The amount you can borrow generally depends on the youngest borrower's age, the home's appraised value (or the FHA lending limit, whichever is lower), and current interest rates. Older borrowers and lower rates typically allow access to more proceeds. For higher-value homes, proprietary jumbo reverse mortgages may extend the limit further. A consultation produces a personalized estimate based on your specific numbers.

What costs are involved in setting up a reverse mortgage?

Reverse mortgage closing costs may include an FHA mortgage insurance premium (for HECM loans), origination fee, appraisal, title insurance, settlement fees, and recording charges. Many of these costs can be financed into the loan so they don't have to be paid out of pocket. Costs are typically higher than a traditional mortgage, which is why a reverse mortgage often makes more sense for borrowers planning to stay in the home for the long term.

Can I use a reverse mortgage to buy a home (HECM for Purchase)?
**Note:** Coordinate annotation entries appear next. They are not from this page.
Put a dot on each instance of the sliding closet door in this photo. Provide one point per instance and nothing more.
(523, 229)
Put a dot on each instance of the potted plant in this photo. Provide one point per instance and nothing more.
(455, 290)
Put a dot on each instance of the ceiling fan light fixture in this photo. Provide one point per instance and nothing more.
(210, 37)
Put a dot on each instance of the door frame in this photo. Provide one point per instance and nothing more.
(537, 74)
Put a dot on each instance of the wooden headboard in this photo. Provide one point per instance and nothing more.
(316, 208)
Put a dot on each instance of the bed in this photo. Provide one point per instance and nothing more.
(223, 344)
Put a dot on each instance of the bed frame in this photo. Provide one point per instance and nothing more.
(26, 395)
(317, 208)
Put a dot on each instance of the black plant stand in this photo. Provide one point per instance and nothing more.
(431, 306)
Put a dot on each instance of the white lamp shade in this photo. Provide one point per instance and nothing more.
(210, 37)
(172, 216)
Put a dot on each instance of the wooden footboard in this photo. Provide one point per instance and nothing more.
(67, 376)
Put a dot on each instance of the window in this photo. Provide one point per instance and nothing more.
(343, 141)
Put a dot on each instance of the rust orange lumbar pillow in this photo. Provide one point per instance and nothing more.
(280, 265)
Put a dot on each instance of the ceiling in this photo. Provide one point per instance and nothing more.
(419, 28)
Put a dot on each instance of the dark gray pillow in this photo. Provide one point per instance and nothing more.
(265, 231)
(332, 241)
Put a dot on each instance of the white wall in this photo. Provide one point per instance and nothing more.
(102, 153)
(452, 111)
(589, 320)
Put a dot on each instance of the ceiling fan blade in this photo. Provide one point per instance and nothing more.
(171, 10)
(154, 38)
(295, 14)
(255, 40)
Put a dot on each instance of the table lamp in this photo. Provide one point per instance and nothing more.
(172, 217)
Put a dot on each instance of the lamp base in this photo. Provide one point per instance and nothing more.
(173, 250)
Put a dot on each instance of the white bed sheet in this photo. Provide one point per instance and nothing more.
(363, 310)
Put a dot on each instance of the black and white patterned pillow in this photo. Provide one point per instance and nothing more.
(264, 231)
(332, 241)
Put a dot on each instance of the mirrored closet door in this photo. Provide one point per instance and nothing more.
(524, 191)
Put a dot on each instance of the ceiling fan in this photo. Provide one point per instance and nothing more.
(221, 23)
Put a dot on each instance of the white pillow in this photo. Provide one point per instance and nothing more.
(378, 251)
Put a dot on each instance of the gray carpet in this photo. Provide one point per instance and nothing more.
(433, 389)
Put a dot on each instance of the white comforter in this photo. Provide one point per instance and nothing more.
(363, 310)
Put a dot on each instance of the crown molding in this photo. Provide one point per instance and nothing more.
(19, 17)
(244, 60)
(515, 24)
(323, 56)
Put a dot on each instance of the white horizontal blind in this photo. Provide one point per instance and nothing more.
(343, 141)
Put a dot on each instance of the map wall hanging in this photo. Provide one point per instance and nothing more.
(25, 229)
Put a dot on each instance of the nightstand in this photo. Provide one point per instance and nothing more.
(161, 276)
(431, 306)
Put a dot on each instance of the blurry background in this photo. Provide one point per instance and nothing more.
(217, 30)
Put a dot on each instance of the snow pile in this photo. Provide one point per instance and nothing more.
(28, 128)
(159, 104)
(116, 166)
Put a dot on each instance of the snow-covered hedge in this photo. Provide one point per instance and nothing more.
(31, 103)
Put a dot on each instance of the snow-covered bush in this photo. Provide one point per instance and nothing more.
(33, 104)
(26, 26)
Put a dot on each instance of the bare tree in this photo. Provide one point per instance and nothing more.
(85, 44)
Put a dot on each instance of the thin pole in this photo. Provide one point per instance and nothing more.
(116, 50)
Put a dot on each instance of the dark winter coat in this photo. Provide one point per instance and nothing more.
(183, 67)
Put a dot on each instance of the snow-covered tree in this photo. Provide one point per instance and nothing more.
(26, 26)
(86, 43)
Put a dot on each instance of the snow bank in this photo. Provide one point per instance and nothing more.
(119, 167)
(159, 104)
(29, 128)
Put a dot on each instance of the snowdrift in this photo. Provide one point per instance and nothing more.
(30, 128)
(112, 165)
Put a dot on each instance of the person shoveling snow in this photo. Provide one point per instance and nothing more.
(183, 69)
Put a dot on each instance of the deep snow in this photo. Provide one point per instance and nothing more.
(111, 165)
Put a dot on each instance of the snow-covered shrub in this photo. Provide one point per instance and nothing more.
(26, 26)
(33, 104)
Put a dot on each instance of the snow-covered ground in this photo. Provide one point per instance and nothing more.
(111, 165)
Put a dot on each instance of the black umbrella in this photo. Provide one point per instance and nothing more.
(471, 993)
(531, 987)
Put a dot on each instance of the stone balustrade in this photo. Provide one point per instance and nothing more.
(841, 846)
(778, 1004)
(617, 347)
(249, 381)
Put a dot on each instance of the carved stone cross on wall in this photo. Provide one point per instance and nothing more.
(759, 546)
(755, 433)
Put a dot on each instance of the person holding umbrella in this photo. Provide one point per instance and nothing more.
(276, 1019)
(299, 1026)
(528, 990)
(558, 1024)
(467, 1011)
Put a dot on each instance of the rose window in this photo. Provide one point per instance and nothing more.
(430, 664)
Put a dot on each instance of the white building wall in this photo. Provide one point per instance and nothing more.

Yes. The HECM for Purchase program allows borrowers age 62 and older to use a reverse mortgage to purchase a new primary residence — often a smaller, single-story, or more accessible home for retirement. You bring a down payment from cash, equity from a prior home sale, or other funds, and the reverse mortgage covers the rest. There is typically no required monthly mortgage payment, although you remain responsible for property taxes, insurance, and maintenance.

Is HUD-approved counseling really required, and how long does it take?

Yes. Federal law requires every reverse mortgage borrower to complete a counseling session with a HUD-approved counseling agency before closing. The session typically takes 60 to 90 minutes and may be completed by phone or in person. The counselor walks you through how the loan works, the long-term implications for you and your heirs, and any alternatives you may want to consider. Debbie can help you arrange counseling with an approved Florida agency.